Volví al salón y me miró sonriendo. Luego colgó.
-Dicen que vienen corriendo para acá. De tan sorprendidos que están, no se lo creen.
-Es normal pero será un buen momento para verlos, desde que te viniste a vivir conmigo ni los has llamado, supongo que se habrán alegrado mucho de que los llamaras.
-No me sentía con fuerzas para hablar con nadie y tú lo sabes.
-Tanto que estuviste casi un mes sin hablar.
-No tenía ganas de que la gente me preguntara una y otra vez lo del accidente. Muchos no entendían que no recordaba nada más allá de ir en la moto con Airam y luego despertar en el hospital, inválido.
-Sigues sin recordar nada ¿verdad?- él me miró por unos instantes y enseguida supe la respuesta- lo has recordado...
-Algo así- dijo él- no fue culpa de Airam, fue un coche que venía en sentido contrario y no nos dio tiempo a esquivarlo.
-Eso fue lo que sucedió entonces.
-Sí- dijo sentándose en el sillón y llevándose las manos a la cabeza- no teníamos que haber salido ese día, Stefan. Algo me decía que no debíamos haber salido pero no hice caso de mi instinto... en parte me siento culpable de que Airam muriese de una forma tan cruel.
Me acerqué para sentarme junto a él y posé una mano en su hombro.
-Si así tenía que suceder, debemos aceptarlo. Yo tampoco he superado su muerte pero quizás esté en un buen lugar, viéndonos y cuidándonos- Ronny me miró y percibí cierta sorpresa por su parte ante mis palabras- ¿pasa algo?- pregunté confuso.
-¿Eh? No nada, nada- dijo rápidamente.
Una forma muy extraña de responder. ¿Por qué me había mirado así? Aparté esos pensamientos de mi mente y me levanté.
-Deberías llamar a Ailin.
Ronny se levantó rápidamente y asintió.
-Tienes razón, la llamaré en lo que vienen papá y mamá.
-Yo debería ir a ver a Artemisa para agradecerle que te ayudara.
-No creo que esté en su casa, me dijo que iba a ir a un sitio- dijo mi hermano con el auricular del teléfono en la mano.
-Entonces esperaré a que venga, ¿quieres tomar algo?
-Perfecto, me apetece un refresco bien frío.
-¡Marchando!- exclamé entrando en la cocina.
Oí a mi hermano hablar por teléfono con su chica y de repente sentí un poco de envidia. Desde que lo dejé con Giovanna, me he sentido solo, quizás fuera por eso que la aguantaba hasta que mi mente dijo basta.
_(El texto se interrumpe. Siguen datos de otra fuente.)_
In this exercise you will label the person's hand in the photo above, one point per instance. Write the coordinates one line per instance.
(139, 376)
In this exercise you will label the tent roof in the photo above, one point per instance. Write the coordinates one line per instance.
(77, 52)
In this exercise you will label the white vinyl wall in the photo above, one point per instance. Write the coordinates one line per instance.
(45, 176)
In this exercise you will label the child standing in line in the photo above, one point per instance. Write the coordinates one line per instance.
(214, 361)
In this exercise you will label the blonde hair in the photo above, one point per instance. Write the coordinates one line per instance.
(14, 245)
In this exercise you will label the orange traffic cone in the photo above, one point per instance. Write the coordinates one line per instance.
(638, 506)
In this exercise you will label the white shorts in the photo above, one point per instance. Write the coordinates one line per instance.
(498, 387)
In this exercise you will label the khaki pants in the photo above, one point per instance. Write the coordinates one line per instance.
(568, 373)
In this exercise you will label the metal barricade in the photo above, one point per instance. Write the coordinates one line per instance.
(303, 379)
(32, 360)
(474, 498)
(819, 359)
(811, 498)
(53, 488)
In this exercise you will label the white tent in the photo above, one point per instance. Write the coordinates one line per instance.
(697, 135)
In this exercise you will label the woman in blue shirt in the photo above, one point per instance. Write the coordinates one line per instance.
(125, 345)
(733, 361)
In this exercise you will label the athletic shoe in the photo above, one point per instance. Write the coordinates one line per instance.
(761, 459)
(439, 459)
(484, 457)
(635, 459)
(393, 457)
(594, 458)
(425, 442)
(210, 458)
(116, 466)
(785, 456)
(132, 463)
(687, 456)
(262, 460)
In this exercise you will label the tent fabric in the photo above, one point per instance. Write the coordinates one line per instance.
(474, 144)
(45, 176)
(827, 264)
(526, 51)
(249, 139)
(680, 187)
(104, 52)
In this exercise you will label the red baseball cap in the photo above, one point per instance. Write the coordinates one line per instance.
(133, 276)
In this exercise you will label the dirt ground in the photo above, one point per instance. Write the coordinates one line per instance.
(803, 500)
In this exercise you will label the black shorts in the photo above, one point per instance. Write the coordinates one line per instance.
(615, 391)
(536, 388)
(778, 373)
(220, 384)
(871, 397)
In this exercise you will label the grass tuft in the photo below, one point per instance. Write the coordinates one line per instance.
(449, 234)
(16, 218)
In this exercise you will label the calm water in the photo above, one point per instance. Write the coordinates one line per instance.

No estaba enamorado de ella. Eso lo sabría desde hacía mucho tiempo y no sé lo que se siente al estar enamorado. Antes del accidente, Ronny y Ailin se veían a menudo y me daban una ligera idea de lo que era pero parece que ahora era mucho más intenso ese sentimiento que yo desconozco.
¿Encontraría algún día a una persona que me hiciera sentir lo que es el amor?
Al mirar hacia la ventana, vi aparecer a Artemisa que se dirigía a su casa y no parecía estar muy contenta que se diga. Parecía más bien triste y alicaída...
Cuando salí de la cocina con los refrescos, iba a salir para ir a casa de Artemisa. Me preocupó verla así de triste. Pero justo cuando me acercaba a la puerta, tocaron el timbre por lo que abrí y me encontré con mis padres.
-Hijo, ¿dónde está tu hermano?- preguntó mi madre con urgencia.
-En el salón- dije yo mientras mi padre cerraba la puerta.
Mi madre me arrastró, literalmente, hasta allí y al ver a Ronny de pie junto al teléfono, comenzó a llorar de emoción y corrió a abrazarlo. Miré a mi padre que estaba mirándolos emocionado a mi lado y se acercó hasta Ronny.
-Bien hecho, hijo- dijo mi padre sonriendo- al fin has conseguido recuperarte del todo.
Ronny sonrió y dejó que mamá lo abrazara con fuerza mientras lloraba emocionada al ver a su hijo como era antes. Al menos ya cargaba con menos dolor en su interior. La muerte de Airam quedará para siempre en nuestra memoria y no creo que podamos superar ese dolor como si no hubiese sucedido nada.